Puedes hacerlo tú misma o pedir ayuda a tu pareja si te sientes más cómoda, incluso acudir a algún profesional. Aquí te dejo una guía básica:
- Elige el momento adecuado: después de la ducha, cuando el cuerpo está más relajado
- Usa un aceite natural (como de rosa mosqueta, almendra dulce o específico para masaje perineal)
- Relájate y respira profundo
- Introduce los pulgares (o los dedos índices si te lo hace tu pareja) unos 2-3 cm en la vagina y realiza movimientos en forma de “U” hacia los lados y hacia abajo, estirando suavemente
- Hazlo durante unos 5-10 minutos, 3 o 4 veces por semana
No debe doler, pero sí puede sentirse intenso, especialmente al principio.
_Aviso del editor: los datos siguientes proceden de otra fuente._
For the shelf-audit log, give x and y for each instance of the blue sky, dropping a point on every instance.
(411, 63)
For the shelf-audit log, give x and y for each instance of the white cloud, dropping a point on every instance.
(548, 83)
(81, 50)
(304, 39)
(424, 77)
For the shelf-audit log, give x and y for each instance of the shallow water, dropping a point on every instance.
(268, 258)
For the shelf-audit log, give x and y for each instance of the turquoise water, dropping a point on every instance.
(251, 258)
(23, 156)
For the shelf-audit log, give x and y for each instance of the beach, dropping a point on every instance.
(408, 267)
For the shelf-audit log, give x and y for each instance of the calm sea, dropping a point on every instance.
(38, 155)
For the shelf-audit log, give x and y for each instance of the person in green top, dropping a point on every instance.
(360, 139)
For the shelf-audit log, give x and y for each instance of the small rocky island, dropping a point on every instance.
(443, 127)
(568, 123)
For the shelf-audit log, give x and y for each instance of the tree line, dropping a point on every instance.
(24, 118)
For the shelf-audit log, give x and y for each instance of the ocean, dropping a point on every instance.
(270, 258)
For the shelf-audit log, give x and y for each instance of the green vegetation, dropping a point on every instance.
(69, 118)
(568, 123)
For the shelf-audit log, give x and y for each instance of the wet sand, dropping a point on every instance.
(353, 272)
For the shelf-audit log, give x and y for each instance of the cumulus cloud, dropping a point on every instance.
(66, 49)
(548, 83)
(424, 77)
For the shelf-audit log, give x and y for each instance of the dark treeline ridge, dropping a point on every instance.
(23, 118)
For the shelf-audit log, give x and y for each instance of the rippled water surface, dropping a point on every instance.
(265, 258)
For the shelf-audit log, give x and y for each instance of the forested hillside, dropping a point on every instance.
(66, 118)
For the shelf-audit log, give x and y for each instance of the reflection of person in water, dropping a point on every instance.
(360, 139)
Como todo, el cuerpo se va adaptando.
¿Tiene contraindicaciones?
Sí. No se recomienda en caso de:
- Infecciones vaginales activas
- Amenaza de parto prematuro
- Placenta previa o complicaciones que requieran reposo
Ante cualquier duda, consúltalo con tu matrona o ginecólogo/a de confianza.
Más que un masaje, un acto de amor
Cuidar tu periné no solo es una forma de prepararte físicamente, sino también una manera de reconectar contigo, con tu cuerpo y con tu poder de dar vida. Es una práctica que invita a parar, a sentir y a confiar.
Porque en este viaje hacia la maternidad, cada gesto de autocuidado es un recordatorio: tú también importas. No solo como madre, sino como mujer, como cuerpo que sostiene, que siente y que merece ser cuidado con ternura.
Que este masaje no sea una obligación más, sino un espacio de conexión contigo misma. Un ritual suave que te recuerde lo valiente, fuerte y maravillosa que eres.